There are none of this case as I remember.

bouncyball-git avatar Jul 31 '18 12:07 bouncyball-git

In pixelproc.c I tried the pragma stuff. There are some "for" left, but they have this "add_pixel_to_map" - here it is not possible I think, because it could happen at the same time twice (a kind of the second case I wrote above). Here we would need a kind of OMP-Mutex (does it exist?).

Stripes.c: it could work in stripes_apply_correction().

Patternnoise.c: there are a lot of points where it could work.

Chroma_smooth.c could also work... Let's try out!

masc4ii avatar Jul 31 '18 13:07 masc4ii

Try out https://github.com/ilia3101/MLV-App/commit/a031747d5e36a2c80946d6db3fb2d7e2a7988fb3 😊

masc4ii avatar Jul 31 '18 14:07 masc4ii

As I've tested, all been working good so far. Pattern noise sucks as always ;) (slower than even hard dual iso processing) I like the speed of forced bad pixel removal. Stripes also seem to work OK.

Thank you :)

Oh yes! CS 5x5 had good speed I think. 2x2 has barely noticeable performance impact.

bouncyball-git avatar Jul 31 '18 16:07 bouncyball-git

What exactly does pattern noise? It looks always worse than without... I really don't know why using it. Yes, CS is faster... what a shame that this does not work on Mac.

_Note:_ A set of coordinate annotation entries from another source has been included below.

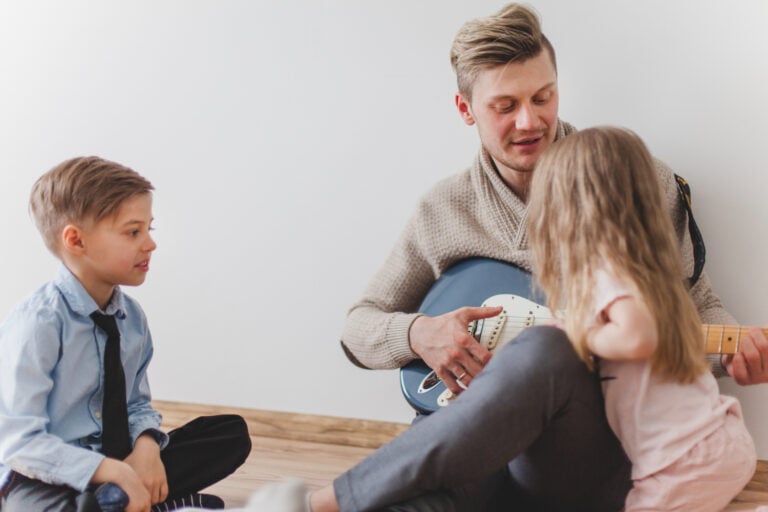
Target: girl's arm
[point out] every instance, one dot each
(627, 331)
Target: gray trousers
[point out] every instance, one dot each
(530, 434)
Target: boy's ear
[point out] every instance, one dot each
(465, 110)
(72, 239)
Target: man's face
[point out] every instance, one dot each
(515, 109)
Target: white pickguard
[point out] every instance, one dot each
(493, 333)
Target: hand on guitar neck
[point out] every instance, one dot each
(446, 346)
(748, 363)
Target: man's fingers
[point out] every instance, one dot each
(476, 313)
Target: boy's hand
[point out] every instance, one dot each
(145, 461)
(120, 473)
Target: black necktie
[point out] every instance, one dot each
(116, 441)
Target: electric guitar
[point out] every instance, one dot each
(488, 282)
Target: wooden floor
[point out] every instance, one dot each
(318, 448)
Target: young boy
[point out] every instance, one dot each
(75, 407)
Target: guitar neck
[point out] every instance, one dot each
(725, 339)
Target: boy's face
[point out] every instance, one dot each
(117, 249)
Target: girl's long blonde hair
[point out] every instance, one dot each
(596, 203)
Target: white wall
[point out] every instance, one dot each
(289, 141)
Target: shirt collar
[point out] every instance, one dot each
(80, 301)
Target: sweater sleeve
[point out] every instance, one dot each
(376, 331)
(709, 305)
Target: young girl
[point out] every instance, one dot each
(603, 251)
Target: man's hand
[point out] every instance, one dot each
(145, 461)
(445, 345)
(750, 365)
(120, 473)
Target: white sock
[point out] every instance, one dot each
(285, 496)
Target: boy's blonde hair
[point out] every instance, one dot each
(511, 35)
(79, 190)
(596, 203)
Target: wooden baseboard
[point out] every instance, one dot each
(291, 426)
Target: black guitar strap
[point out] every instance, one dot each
(699, 251)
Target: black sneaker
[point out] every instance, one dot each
(208, 501)
(111, 497)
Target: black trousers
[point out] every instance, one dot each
(199, 453)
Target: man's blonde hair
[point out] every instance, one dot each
(511, 35)
(596, 203)
(78, 190)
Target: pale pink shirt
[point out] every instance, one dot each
(657, 422)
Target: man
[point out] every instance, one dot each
(530, 430)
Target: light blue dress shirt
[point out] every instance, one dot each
(51, 381)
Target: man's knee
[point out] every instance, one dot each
(544, 347)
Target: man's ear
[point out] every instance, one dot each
(72, 239)
(464, 109)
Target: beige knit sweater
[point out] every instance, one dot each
(471, 214)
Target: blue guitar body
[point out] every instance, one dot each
(468, 283)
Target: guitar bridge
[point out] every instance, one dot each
(428, 382)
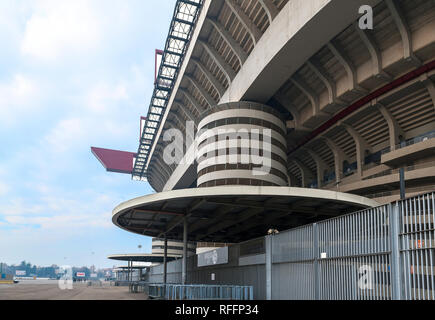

masc4ii avatar Jul 31 '18 17:07 masc4ii

If you like: take the dualiso with the pragma's and try out each single one on the reverted file. Maybe you'll find the one doing this stupid error... (but there are many pragma lines).

masc4ii avatar Jul 31 '18 17:07 masc4ii

I've been tracking down the bug which I described in this video and this brought me to the frame caching part as always :wink:. Investigating further I could not determine the exact issue yet... that multy threading rocks and sucks at the same time hahaha :smiley:

bouncyball-git avatar Aug 10 '18 06:08 bouncyball-git

What I'm doing now is opening six instances of MLV App, all loading the same session XML file. Then from the first instance I export the first 1/6th of the clips, and on the second the second 1/6th of the clips etc. Takes a bit more time to setup but saves a lot of waiting time :) Works great on Windows, because there it opens another instance by default. On MacOS it will focus on the already opened instance of MLV App.

Jip-Hop avatar Aug 12 '20 16:08 Jip-Hop

Hmmm... the "poor mans multithreading". 😄 The problem with dual iso is, that the current algorithm is 100% single threaded. We had no luck at all to change that easily.

masc4ii avatar Aug 12 '20 16:08 masc4ii

I tried with MLVFS today, which converts to dng very quickly. But the Dual ISO results from MLV App are much better, so I'll stick with MLV App for Dual ISO. Faster Dual ISO export from MLV App would be awesome, even if it's just a version of parallel export: "poor mans multithreading" :p On the other hand, the combination of MLVFS for non Dual ISO and MLV App for the Dual ISO clips is not too time consuming either (assuming not too many Dual ISO shots).

Jip-Hop avatar Aug 13 '20 18:08 Jip-Hop

Actually I think MLV App is so awesome, I'd love to use it as the only app to process MLV files. So I made a little Automator workflow (MacOS only) to help me with my "poor mans multithreading" 😄. It's used by selecting MLV files in the Finder, right clicking and then under Services choose "MLV App instances". It will evenly spread all the MLV files over as many MLV App instances as the computer has logical cores. For my MacBook, quad core with hyper threading, that means 8 threads and thus 8 MLV App instances. Then I have to manually start the export 8 times. Took exporting 22 MLV files down from 23 minutes to 8 minutes 🙂 As the next step I'd like to look into a post processing script to automatically apply white balance corrections to the exported DNG files with dcraw, like what @dannephoto does with his Switch app.

Screenshot 2020-08-16 at 01 10 33

MLV App instances.workflow.zip

Jip-Hop avatar Aug 16 '20 00:08 Jip-Hop